HUNTSVILLE, Alabama – The month of Ramadan can be a month of self-revolution for Muslims, says Mohammed Al-Saadi, the visiting scholar for the remaining two weeks of the month of fasting and study at the Alabama Islamic Educational Center of Fatemeh Al Zahra, Huntsville’s Shi’a Muslim congregation.

Al-Saadi will lecture at the mosque, at 8200 Memorial Parkway S.W. in Huntsville, Fridays at 1 p.m. prayers and nightly at 7 p.m. The lectures are followed by question-and-answer discussions. Visitors are always welcome, he said.

Al-Saadi, 26, and his wife are studying Islamic studies at the Islamic seminary in Najaf, Iraq.
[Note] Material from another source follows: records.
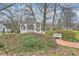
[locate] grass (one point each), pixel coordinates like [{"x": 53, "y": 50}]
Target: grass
[
  {"x": 11, "y": 44},
  {"x": 77, "y": 34}
]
Al-Saadi, who was born and raised in the United States, is the son of parents who emigrated from Iraq to the U.S. He said he felt drawn to study Islam more deeply because he found, as an active member of the mosques his family attended, that he was being asked to speak.

“I realized I had become too active too soon,” Al-Saadi said Friday, July 26, 2013, speaking the prayer hall of the center after Friday noon prayers and before the evening prayers. “I realized that to do a good job of representing the faith to youth, I needed to educate myself first before educating others.”

Shi’a youth find themselves twice a minority in the United States, Al-Saadi said. First, of course, Muslims are a religious minority in the U.S., and often viewed with some suspicion by people who don’t know them. Second, within the Muslim faith, Shi’a Muslims are a much smaller minority than the majority Sunni. Layer on top of that that many Muslim youth are first-generation American children of immigrants, and they are dealing with a lot, Al-Saadi said.

“I try to help the youth focus on the importance of developing their Muslim identity without the full-fledged assimilation into the secular culture,” Al-Saadi said. “They should preserve their identity, know who they are, and be a practicing Muslim, not just a Muslim in name.”

“But they also need to be patient with the struggle of all that and be quick to seek help and counsel when they feel torn between their faith and the culture,” Al-Saadi said. “Many of the youth are pretty much struggling. After all, they are in a society that rewards them for not being Muslim.”
His lectures during Ramadan for the entire congregation will include the etiquette of fasting and the importance of referring to experts, not just personal opinion, in studying the Quran other Islamic texts.

“Muslims can use the month of Ramadan for a revolution of the self,” Al-Saadi said. “They can become better Muslims and better human beings.”